El coordinador estatal de afiliación aprovechó la movilización de bases partidistas para posicionar un mensaje de contraste frente a las condiciones actuales de la entidad, apelando a la necesidad de transformar el estado a partir de demandas ciudadanas no resueltas.
Durante los encuentros, Sánchez Zumaya sostuvo reuniones directas con habitantes de la región Media y Centro, donde recogió reclamos recurrentes sobre el deterioro en los servicios de salud, la persistente inseguridad y la escasez de fuentes de empleo formal.
Al respecto, aseguró haber constatado de primera mano las carencias que enfrentan las familias potosinas, señalando que la meta de su recorrido es integrar estas exigencias en un proyecto que garantice representación real y acceso a mejores condiciones de vida.

El despliegue territorial, cobijado por la estructura petista, marca una pauta de activismo anticipado en zonas donde el descontento comunitario suele ser terreno fértil para el proselitismo partidista.
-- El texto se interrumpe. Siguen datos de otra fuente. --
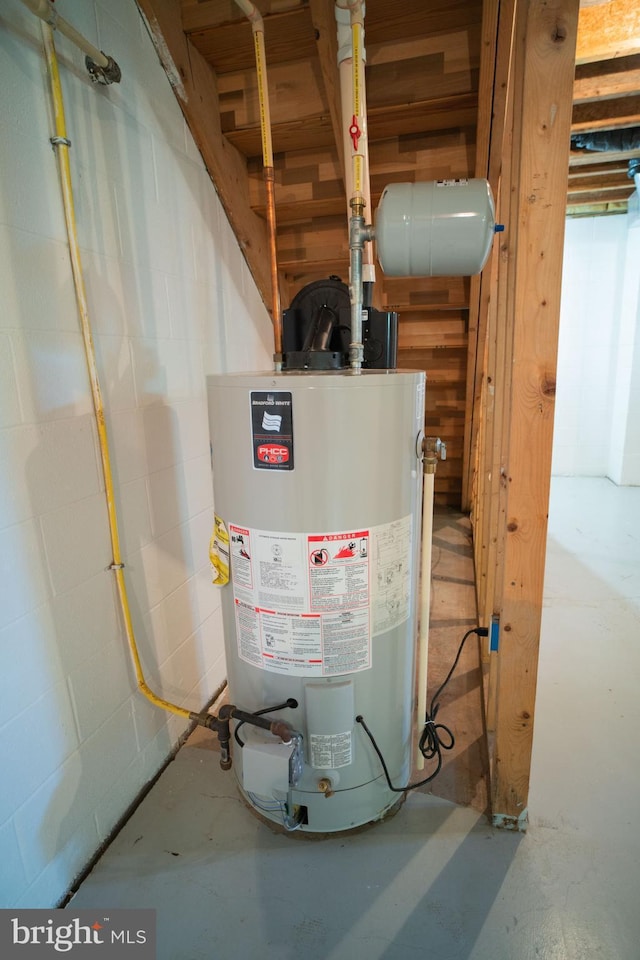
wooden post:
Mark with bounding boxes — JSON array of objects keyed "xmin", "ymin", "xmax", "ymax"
[{"xmin": 492, "ymin": 0, "xmax": 579, "ymax": 828}]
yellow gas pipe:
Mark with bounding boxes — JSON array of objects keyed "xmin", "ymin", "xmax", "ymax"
[
  {"xmin": 235, "ymin": 0, "xmax": 282, "ymax": 370},
  {"xmin": 42, "ymin": 23, "xmax": 190, "ymax": 720}
]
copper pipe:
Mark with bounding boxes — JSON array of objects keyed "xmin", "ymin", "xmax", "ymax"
[{"xmin": 264, "ymin": 167, "xmax": 282, "ymax": 362}]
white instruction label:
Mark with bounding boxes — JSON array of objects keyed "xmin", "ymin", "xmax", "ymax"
[
  {"xmin": 371, "ymin": 516, "xmax": 412, "ymax": 637},
  {"xmin": 309, "ymin": 730, "xmax": 353, "ymax": 770},
  {"xmin": 229, "ymin": 517, "xmax": 411, "ymax": 680}
]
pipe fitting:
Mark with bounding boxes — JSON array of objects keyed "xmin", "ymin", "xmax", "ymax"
[
  {"xmin": 318, "ymin": 777, "xmax": 335, "ymax": 800},
  {"xmin": 422, "ymin": 437, "xmax": 447, "ymax": 473},
  {"xmin": 84, "ymin": 51, "xmax": 122, "ymax": 85}
]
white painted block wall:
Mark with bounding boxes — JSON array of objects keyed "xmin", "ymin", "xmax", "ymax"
[
  {"xmin": 553, "ymin": 216, "xmax": 640, "ymax": 485},
  {"xmin": 0, "ymin": 0, "xmax": 273, "ymax": 907}
]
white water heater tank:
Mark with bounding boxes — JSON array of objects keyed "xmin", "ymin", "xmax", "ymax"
[
  {"xmin": 208, "ymin": 370, "xmax": 424, "ymax": 833},
  {"xmin": 375, "ymin": 178, "xmax": 495, "ymax": 277}
]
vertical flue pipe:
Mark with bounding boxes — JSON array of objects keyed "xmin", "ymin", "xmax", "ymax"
[
  {"xmin": 335, "ymin": 0, "xmax": 376, "ymax": 283},
  {"xmin": 230, "ymin": 0, "xmax": 282, "ymax": 370},
  {"xmin": 336, "ymin": 0, "xmax": 372, "ymax": 374}
]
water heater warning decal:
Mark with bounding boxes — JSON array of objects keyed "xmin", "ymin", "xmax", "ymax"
[
  {"xmin": 229, "ymin": 517, "xmax": 411, "ymax": 677},
  {"xmin": 251, "ymin": 390, "xmax": 293, "ymax": 470}
]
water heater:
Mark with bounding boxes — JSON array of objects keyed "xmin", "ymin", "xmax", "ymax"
[{"xmin": 208, "ymin": 370, "xmax": 430, "ymax": 833}]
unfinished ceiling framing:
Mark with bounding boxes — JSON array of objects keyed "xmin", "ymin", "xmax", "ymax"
[
  {"xmin": 139, "ymin": 0, "xmax": 640, "ymax": 505},
  {"xmin": 138, "ymin": 0, "xmax": 640, "ymax": 829}
]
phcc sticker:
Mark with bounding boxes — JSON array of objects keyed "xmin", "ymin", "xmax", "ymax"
[{"xmin": 251, "ymin": 390, "xmax": 293, "ymax": 470}]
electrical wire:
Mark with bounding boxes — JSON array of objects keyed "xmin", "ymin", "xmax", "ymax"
[{"xmin": 356, "ymin": 627, "xmax": 488, "ymax": 793}]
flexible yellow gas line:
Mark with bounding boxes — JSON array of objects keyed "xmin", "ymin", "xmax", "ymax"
[{"xmin": 41, "ymin": 23, "xmax": 191, "ymax": 720}]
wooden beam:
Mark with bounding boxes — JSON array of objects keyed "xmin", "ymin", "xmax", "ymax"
[
  {"xmin": 137, "ymin": 0, "xmax": 278, "ymax": 318},
  {"xmin": 576, "ymin": 0, "xmax": 640, "ymax": 63},
  {"xmin": 492, "ymin": 0, "xmax": 578, "ymax": 829},
  {"xmin": 224, "ymin": 93, "xmax": 478, "ymax": 157},
  {"xmin": 461, "ymin": 0, "xmax": 500, "ymax": 512},
  {"xmin": 185, "ymin": 5, "xmax": 316, "ymax": 74},
  {"xmin": 567, "ymin": 170, "xmax": 634, "ymax": 197},
  {"xmin": 309, "ymin": 0, "xmax": 346, "ymax": 193},
  {"xmin": 567, "ymin": 187, "xmax": 634, "ymax": 206},
  {"xmin": 573, "ymin": 55, "xmax": 640, "ymax": 104},
  {"xmin": 569, "ymin": 148, "xmax": 640, "ymax": 166},
  {"xmin": 180, "ymin": 0, "xmax": 305, "ymax": 35},
  {"xmin": 571, "ymin": 96, "xmax": 640, "ymax": 133},
  {"xmin": 567, "ymin": 201, "xmax": 629, "ymax": 219}
]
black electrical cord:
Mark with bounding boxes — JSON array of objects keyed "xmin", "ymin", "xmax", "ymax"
[
  {"xmin": 233, "ymin": 697, "xmax": 298, "ymax": 747},
  {"xmin": 356, "ymin": 627, "xmax": 489, "ymax": 793}
]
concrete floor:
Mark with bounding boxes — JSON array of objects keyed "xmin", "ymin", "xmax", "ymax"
[{"xmin": 71, "ymin": 478, "xmax": 640, "ymax": 960}]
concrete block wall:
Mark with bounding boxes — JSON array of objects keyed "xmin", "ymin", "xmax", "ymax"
[
  {"xmin": 0, "ymin": 0, "xmax": 273, "ymax": 907},
  {"xmin": 553, "ymin": 216, "xmax": 640, "ymax": 484}
]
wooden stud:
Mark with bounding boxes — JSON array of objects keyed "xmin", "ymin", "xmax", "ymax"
[{"xmin": 492, "ymin": 0, "xmax": 578, "ymax": 828}]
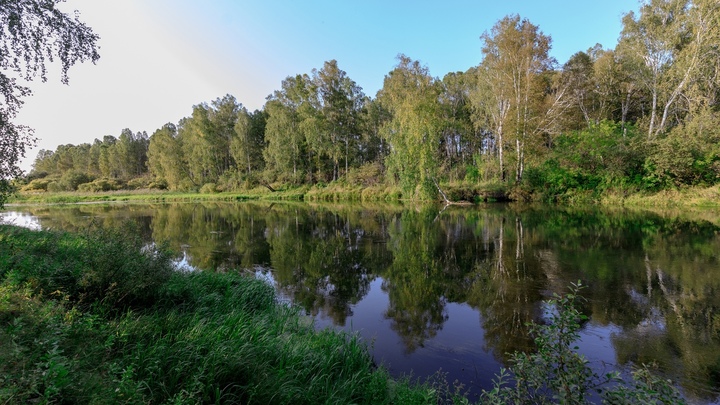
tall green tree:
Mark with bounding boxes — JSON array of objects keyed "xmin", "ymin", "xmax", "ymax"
[
  {"xmin": 378, "ymin": 55, "xmax": 441, "ymax": 199},
  {"xmin": 148, "ymin": 123, "xmax": 190, "ymax": 190},
  {"xmin": 230, "ymin": 107, "xmax": 266, "ymax": 176},
  {"xmin": 0, "ymin": 0, "xmax": 100, "ymax": 207},
  {"xmin": 263, "ymin": 75, "xmax": 312, "ymax": 183},
  {"xmin": 313, "ymin": 60, "xmax": 365, "ymax": 180},
  {"xmin": 474, "ymin": 15, "xmax": 565, "ymax": 182},
  {"xmin": 617, "ymin": 0, "xmax": 720, "ymax": 140}
]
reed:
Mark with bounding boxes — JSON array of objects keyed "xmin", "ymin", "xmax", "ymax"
[{"xmin": 0, "ymin": 226, "xmax": 439, "ymax": 404}]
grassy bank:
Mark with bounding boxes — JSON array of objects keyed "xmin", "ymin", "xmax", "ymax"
[
  {"xmin": 0, "ymin": 226, "xmax": 448, "ymax": 404},
  {"xmin": 9, "ymin": 180, "xmax": 508, "ymax": 204},
  {"xmin": 0, "ymin": 225, "xmax": 684, "ymax": 404}
]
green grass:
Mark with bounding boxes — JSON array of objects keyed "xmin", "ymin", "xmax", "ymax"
[
  {"xmin": 0, "ymin": 225, "xmax": 683, "ymax": 404},
  {"xmin": 0, "ymin": 226, "xmax": 450, "ymax": 404},
  {"xmin": 8, "ymin": 180, "xmax": 507, "ymax": 205}
]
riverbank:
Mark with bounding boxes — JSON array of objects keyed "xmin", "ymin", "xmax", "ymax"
[
  {"xmin": 8, "ymin": 181, "xmax": 509, "ymax": 205},
  {"xmin": 0, "ymin": 225, "xmax": 448, "ymax": 404},
  {"xmin": 9, "ymin": 182, "xmax": 720, "ymax": 209}
]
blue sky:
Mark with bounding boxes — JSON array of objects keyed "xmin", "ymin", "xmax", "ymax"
[{"xmin": 19, "ymin": 0, "xmax": 638, "ymax": 169}]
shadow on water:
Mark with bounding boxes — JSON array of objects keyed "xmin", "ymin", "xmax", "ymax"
[{"xmin": 6, "ymin": 202, "xmax": 720, "ymax": 403}]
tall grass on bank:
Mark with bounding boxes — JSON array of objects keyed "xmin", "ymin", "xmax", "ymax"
[
  {"xmin": 0, "ymin": 226, "xmax": 444, "ymax": 404},
  {"xmin": 0, "ymin": 225, "xmax": 684, "ymax": 404}
]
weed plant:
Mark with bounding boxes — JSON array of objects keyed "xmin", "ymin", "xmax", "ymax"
[
  {"xmin": 0, "ymin": 226, "xmax": 444, "ymax": 404},
  {"xmin": 482, "ymin": 281, "xmax": 685, "ymax": 404},
  {"xmin": 0, "ymin": 225, "xmax": 682, "ymax": 404}
]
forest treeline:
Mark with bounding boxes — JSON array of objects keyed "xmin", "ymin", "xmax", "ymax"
[{"xmin": 24, "ymin": 0, "xmax": 720, "ymax": 200}]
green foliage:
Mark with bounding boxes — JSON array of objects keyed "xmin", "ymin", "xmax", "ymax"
[
  {"xmin": 60, "ymin": 170, "xmax": 92, "ymax": 191},
  {"xmin": 200, "ymin": 183, "xmax": 218, "ymax": 194},
  {"xmin": 0, "ymin": 226, "xmax": 443, "ymax": 404},
  {"xmin": 20, "ymin": 178, "xmax": 52, "ymax": 191},
  {"xmin": 0, "ymin": 0, "xmax": 100, "ymax": 208},
  {"xmin": 0, "ymin": 224, "xmax": 172, "ymax": 311},
  {"xmin": 79, "ymin": 178, "xmax": 123, "ymax": 193},
  {"xmin": 483, "ymin": 281, "xmax": 685, "ymax": 404}
]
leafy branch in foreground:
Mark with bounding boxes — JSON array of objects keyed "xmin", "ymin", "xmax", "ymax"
[{"xmin": 482, "ymin": 281, "xmax": 686, "ymax": 404}]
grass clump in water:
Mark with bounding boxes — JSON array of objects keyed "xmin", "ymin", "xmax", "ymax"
[{"xmin": 0, "ymin": 226, "xmax": 438, "ymax": 404}]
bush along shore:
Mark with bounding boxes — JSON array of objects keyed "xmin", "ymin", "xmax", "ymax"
[{"xmin": 0, "ymin": 225, "xmax": 683, "ymax": 404}]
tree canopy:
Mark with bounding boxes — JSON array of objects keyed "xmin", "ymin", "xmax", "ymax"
[
  {"xmin": 0, "ymin": 0, "xmax": 100, "ymax": 207},
  {"xmin": 19, "ymin": 0, "xmax": 720, "ymax": 200}
]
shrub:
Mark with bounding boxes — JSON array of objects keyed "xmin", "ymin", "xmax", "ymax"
[
  {"xmin": 21, "ymin": 178, "xmax": 51, "ymax": 191},
  {"xmin": 0, "ymin": 223, "xmax": 173, "ymax": 309},
  {"xmin": 78, "ymin": 178, "xmax": 123, "ymax": 193},
  {"xmin": 483, "ymin": 281, "xmax": 685, "ymax": 404},
  {"xmin": 200, "ymin": 183, "xmax": 218, "ymax": 194},
  {"xmin": 60, "ymin": 170, "xmax": 92, "ymax": 191}
]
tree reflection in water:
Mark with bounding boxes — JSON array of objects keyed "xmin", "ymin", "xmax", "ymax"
[{"xmin": 18, "ymin": 202, "xmax": 720, "ymax": 400}]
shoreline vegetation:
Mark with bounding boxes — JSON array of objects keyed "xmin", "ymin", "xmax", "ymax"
[
  {"xmin": 0, "ymin": 223, "xmax": 684, "ymax": 404},
  {"xmin": 8, "ymin": 182, "xmax": 720, "ymax": 209}
]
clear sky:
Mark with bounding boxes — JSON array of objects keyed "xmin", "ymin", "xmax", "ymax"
[{"xmin": 17, "ymin": 0, "xmax": 638, "ymax": 170}]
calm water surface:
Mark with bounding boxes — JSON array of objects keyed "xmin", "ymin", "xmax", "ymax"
[{"xmin": 4, "ymin": 203, "xmax": 720, "ymax": 403}]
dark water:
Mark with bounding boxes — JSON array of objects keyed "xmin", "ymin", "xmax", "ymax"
[{"xmin": 5, "ymin": 203, "xmax": 720, "ymax": 403}]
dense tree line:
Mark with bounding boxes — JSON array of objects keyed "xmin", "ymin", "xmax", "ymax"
[{"xmin": 26, "ymin": 0, "xmax": 720, "ymax": 199}]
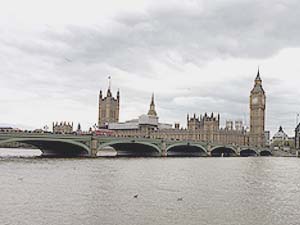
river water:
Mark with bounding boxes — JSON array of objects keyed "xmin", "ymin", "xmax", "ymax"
[{"xmin": 0, "ymin": 149, "xmax": 300, "ymax": 225}]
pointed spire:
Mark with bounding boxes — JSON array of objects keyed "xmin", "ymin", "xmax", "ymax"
[
  {"xmin": 148, "ymin": 93, "xmax": 157, "ymax": 116},
  {"xmin": 106, "ymin": 76, "xmax": 112, "ymax": 97},
  {"xmin": 255, "ymin": 67, "xmax": 261, "ymax": 81},
  {"xmin": 151, "ymin": 93, "xmax": 154, "ymax": 105}
]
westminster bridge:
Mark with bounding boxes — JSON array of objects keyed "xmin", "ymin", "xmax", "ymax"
[{"xmin": 0, "ymin": 133, "xmax": 272, "ymax": 157}]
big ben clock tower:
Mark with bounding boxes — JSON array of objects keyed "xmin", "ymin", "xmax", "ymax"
[{"xmin": 250, "ymin": 70, "xmax": 266, "ymax": 147}]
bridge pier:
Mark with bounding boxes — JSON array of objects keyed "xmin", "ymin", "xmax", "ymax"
[
  {"xmin": 161, "ymin": 141, "xmax": 168, "ymax": 157},
  {"xmin": 90, "ymin": 137, "xmax": 98, "ymax": 158}
]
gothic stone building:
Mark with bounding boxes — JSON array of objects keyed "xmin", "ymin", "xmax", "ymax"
[
  {"xmin": 106, "ymin": 71, "xmax": 266, "ymax": 147},
  {"xmin": 98, "ymin": 81, "xmax": 120, "ymax": 128},
  {"xmin": 52, "ymin": 122, "xmax": 73, "ymax": 134}
]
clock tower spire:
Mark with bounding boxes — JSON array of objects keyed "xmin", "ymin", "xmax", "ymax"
[{"xmin": 250, "ymin": 69, "xmax": 266, "ymax": 147}]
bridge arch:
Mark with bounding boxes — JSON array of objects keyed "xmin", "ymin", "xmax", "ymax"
[
  {"xmin": 240, "ymin": 148, "xmax": 258, "ymax": 157},
  {"xmin": 97, "ymin": 140, "xmax": 161, "ymax": 157},
  {"xmin": 166, "ymin": 142, "xmax": 208, "ymax": 157},
  {"xmin": 210, "ymin": 146, "xmax": 237, "ymax": 157},
  {"xmin": 259, "ymin": 149, "xmax": 272, "ymax": 156},
  {"xmin": 0, "ymin": 138, "xmax": 90, "ymax": 157}
]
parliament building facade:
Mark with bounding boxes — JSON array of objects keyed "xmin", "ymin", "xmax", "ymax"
[{"xmin": 98, "ymin": 71, "xmax": 267, "ymax": 147}]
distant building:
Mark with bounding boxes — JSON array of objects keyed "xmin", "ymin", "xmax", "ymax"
[
  {"xmin": 265, "ymin": 131, "xmax": 271, "ymax": 146},
  {"xmin": 99, "ymin": 70, "xmax": 269, "ymax": 147},
  {"xmin": 226, "ymin": 120, "xmax": 233, "ymax": 130},
  {"xmin": 250, "ymin": 70, "xmax": 266, "ymax": 147},
  {"xmin": 108, "ymin": 95, "xmax": 172, "ymax": 137},
  {"xmin": 295, "ymin": 123, "xmax": 300, "ymax": 149},
  {"xmin": 52, "ymin": 122, "xmax": 73, "ymax": 134},
  {"xmin": 235, "ymin": 120, "xmax": 244, "ymax": 131},
  {"xmin": 98, "ymin": 77, "xmax": 120, "ymax": 128},
  {"xmin": 271, "ymin": 126, "xmax": 295, "ymax": 150}
]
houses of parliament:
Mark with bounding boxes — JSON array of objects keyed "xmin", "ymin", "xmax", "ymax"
[{"xmin": 98, "ymin": 70, "xmax": 266, "ymax": 147}]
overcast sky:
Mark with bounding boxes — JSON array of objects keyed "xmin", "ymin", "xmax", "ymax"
[{"xmin": 0, "ymin": 0, "xmax": 300, "ymax": 135}]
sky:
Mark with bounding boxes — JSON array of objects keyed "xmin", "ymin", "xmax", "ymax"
[{"xmin": 0, "ymin": 0, "xmax": 300, "ymax": 135}]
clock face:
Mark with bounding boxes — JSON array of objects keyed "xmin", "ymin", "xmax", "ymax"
[{"xmin": 252, "ymin": 97, "xmax": 258, "ymax": 104}]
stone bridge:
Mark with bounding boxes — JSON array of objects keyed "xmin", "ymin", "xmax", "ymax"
[{"xmin": 0, "ymin": 133, "xmax": 272, "ymax": 157}]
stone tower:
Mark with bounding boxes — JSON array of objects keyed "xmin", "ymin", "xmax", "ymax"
[
  {"xmin": 249, "ymin": 69, "xmax": 266, "ymax": 147},
  {"xmin": 98, "ymin": 77, "xmax": 120, "ymax": 128},
  {"xmin": 148, "ymin": 94, "xmax": 157, "ymax": 116}
]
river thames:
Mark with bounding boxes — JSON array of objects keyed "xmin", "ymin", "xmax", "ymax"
[{"xmin": 0, "ymin": 149, "xmax": 300, "ymax": 225}]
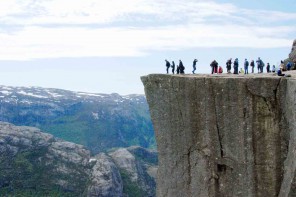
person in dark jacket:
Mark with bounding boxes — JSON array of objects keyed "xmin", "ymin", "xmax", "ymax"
[
  {"xmin": 266, "ymin": 63, "xmax": 270, "ymax": 73},
  {"xmin": 226, "ymin": 58, "xmax": 232, "ymax": 73},
  {"xmin": 244, "ymin": 58, "xmax": 249, "ymax": 74},
  {"xmin": 233, "ymin": 58, "xmax": 238, "ymax": 74},
  {"xmin": 210, "ymin": 60, "xmax": 218, "ymax": 74},
  {"xmin": 165, "ymin": 60, "xmax": 171, "ymax": 74},
  {"xmin": 192, "ymin": 59, "xmax": 198, "ymax": 74},
  {"xmin": 179, "ymin": 60, "xmax": 185, "ymax": 74},
  {"xmin": 172, "ymin": 61, "xmax": 175, "ymax": 74},
  {"xmin": 277, "ymin": 66, "xmax": 285, "ymax": 77},
  {"xmin": 250, "ymin": 60, "xmax": 255, "ymax": 73}
]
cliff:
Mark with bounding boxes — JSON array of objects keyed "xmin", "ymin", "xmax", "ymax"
[
  {"xmin": 289, "ymin": 39, "xmax": 296, "ymax": 62},
  {"xmin": 141, "ymin": 71, "xmax": 296, "ymax": 197}
]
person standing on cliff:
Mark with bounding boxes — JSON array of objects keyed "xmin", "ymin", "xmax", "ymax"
[
  {"xmin": 172, "ymin": 61, "xmax": 175, "ymax": 74},
  {"xmin": 233, "ymin": 58, "xmax": 238, "ymax": 74},
  {"xmin": 210, "ymin": 60, "xmax": 218, "ymax": 74},
  {"xmin": 226, "ymin": 58, "xmax": 232, "ymax": 73},
  {"xmin": 192, "ymin": 59, "xmax": 198, "ymax": 74},
  {"xmin": 266, "ymin": 63, "xmax": 270, "ymax": 73},
  {"xmin": 271, "ymin": 65, "xmax": 275, "ymax": 73},
  {"xmin": 256, "ymin": 57, "xmax": 263, "ymax": 73},
  {"xmin": 179, "ymin": 60, "xmax": 185, "ymax": 74},
  {"xmin": 250, "ymin": 60, "xmax": 255, "ymax": 73},
  {"xmin": 165, "ymin": 60, "xmax": 171, "ymax": 74},
  {"xmin": 244, "ymin": 58, "xmax": 249, "ymax": 74}
]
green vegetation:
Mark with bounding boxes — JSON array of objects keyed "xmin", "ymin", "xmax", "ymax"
[
  {"xmin": 120, "ymin": 170, "xmax": 147, "ymax": 197},
  {"xmin": 0, "ymin": 147, "xmax": 88, "ymax": 196}
]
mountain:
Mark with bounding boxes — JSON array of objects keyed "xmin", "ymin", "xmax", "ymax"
[
  {"xmin": 0, "ymin": 122, "xmax": 157, "ymax": 197},
  {"xmin": 0, "ymin": 86, "xmax": 156, "ymax": 154}
]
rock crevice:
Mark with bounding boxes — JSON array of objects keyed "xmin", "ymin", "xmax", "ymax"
[{"xmin": 141, "ymin": 71, "xmax": 296, "ymax": 197}]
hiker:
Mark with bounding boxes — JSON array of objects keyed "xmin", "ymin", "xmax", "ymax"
[
  {"xmin": 165, "ymin": 60, "xmax": 171, "ymax": 74},
  {"xmin": 233, "ymin": 58, "xmax": 238, "ymax": 74},
  {"xmin": 244, "ymin": 58, "xmax": 249, "ymax": 74},
  {"xmin": 256, "ymin": 57, "xmax": 263, "ymax": 73},
  {"xmin": 192, "ymin": 59, "xmax": 198, "ymax": 74},
  {"xmin": 239, "ymin": 68, "xmax": 245, "ymax": 74},
  {"xmin": 277, "ymin": 66, "xmax": 285, "ymax": 76},
  {"xmin": 271, "ymin": 65, "xmax": 275, "ymax": 73},
  {"xmin": 250, "ymin": 60, "xmax": 255, "ymax": 73},
  {"xmin": 266, "ymin": 63, "xmax": 270, "ymax": 73},
  {"xmin": 226, "ymin": 58, "xmax": 232, "ymax": 73},
  {"xmin": 280, "ymin": 60, "xmax": 287, "ymax": 71},
  {"xmin": 172, "ymin": 61, "xmax": 175, "ymax": 74},
  {"xmin": 179, "ymin": 60, "xmax": 185, "ymax": 74},
  {"xmin": 286, "ymin": 62, "xmax": 292, "ymax": 70},
  {"xmin": 218, "ymin": 66, "xmax": 223, "ymax": 74},
  {"xmin": 210, "ymin": 60, "xmax": 218, "ymax": 74}
]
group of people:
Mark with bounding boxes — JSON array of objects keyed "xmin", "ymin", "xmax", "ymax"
[
  {"xmin": 165, "ymin": 57, "xmax": 296, "ymax": 76},
  {"xmin": 222, "ymin": 57, "xmax": 275, "ymax": 74}
]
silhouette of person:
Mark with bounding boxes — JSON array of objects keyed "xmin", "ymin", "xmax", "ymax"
[
  {"xmin": 226, "ymin": 58, "xmax": 232, "ymax": 73},
  {"xmin": 192, "ymin": 59, "xmax": 198, "ymax": 74},
  {"xmin": 172, "ymin": 61, "xmax": 175, "ymax": 74},
  {"xmin": 179, "ymin": 60, "xmax": 185, "ymax": 74}
]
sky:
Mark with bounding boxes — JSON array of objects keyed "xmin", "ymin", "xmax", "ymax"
[{"xmin": 0, "ymin": 0, "xmax": 296, "ymax": 95}]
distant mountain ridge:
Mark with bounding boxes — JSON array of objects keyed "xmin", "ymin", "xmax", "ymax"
[
  {"xmin": 0, "ymin": 86, "xmax": 155, "ymax": 153},
  {"xmin": 0, "ymin": 122, "xmax": 157, "ymax": 197}
]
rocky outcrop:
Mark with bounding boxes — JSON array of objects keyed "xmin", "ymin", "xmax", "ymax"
[
  {"xmin": 141, "ymin": 71, "xmax": 296, "ymax": 197},
  {"xmin": 109, "ymin": 147, "xmax": 157, "ymax": 196},
  {"xmin": 88, "ymin": 153, "xmax": 123, "ymax": 197}
]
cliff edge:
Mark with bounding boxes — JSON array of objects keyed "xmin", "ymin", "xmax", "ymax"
[{"xmin": 141, "ymin": 71, "xmax": 296, "ymax": 197}]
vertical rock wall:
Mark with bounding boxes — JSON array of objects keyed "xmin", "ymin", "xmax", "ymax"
[{"xmin": 142, "ymin": 75, "xmax": 296, "ymax": 197}]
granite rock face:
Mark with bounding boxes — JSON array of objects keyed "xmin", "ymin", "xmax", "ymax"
[
  {"xmin": 289, "ymin": 39, "xmax": 296, "ymax": 62},
  {"xmin": 141, "ymin": 71, "xmax": 296, "ymax": 197}
]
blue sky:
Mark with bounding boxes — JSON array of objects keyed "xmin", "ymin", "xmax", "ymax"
[{"xmin": 0, "ymin": 0, "xmax": 296, "ymax": 95}]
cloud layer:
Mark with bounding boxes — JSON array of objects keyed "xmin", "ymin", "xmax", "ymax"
[{"xmin": 0, "ymin": 0, "xmax": 296, "ymax": 60}]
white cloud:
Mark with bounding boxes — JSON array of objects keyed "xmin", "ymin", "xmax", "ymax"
[{"xmin": 0, "ymin": 0, "xmax": 296, "ymax": 60}]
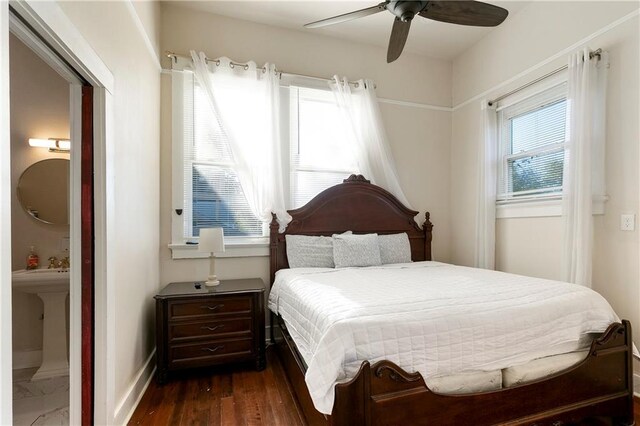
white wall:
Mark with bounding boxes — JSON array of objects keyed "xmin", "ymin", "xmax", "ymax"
[
  {"xmin": 9, "ymin": 35, "xmax": 69, "ymax": 361},
  {"xmin": 52, "ymin": 2, "xmax": 160, "ymax": 424},
  {"xmin": 160, "ymin": 3, "xmax": 451, "ymax": 290},
  {"xmin": 451, "ymin": 2, "xmax": 640, "ymax": 358}
]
Al afirmar que su movimiento busca conectar con la población para construir el entorno que San Luis Potosí merece, Sánchez Zumaya afianza una narrativa crítica que no solo mide el músculo del PT en el interior del estado, sino que también busca capitalizar el desgaste de las administraciones locales frente a problemáticas estructurales desatendidas.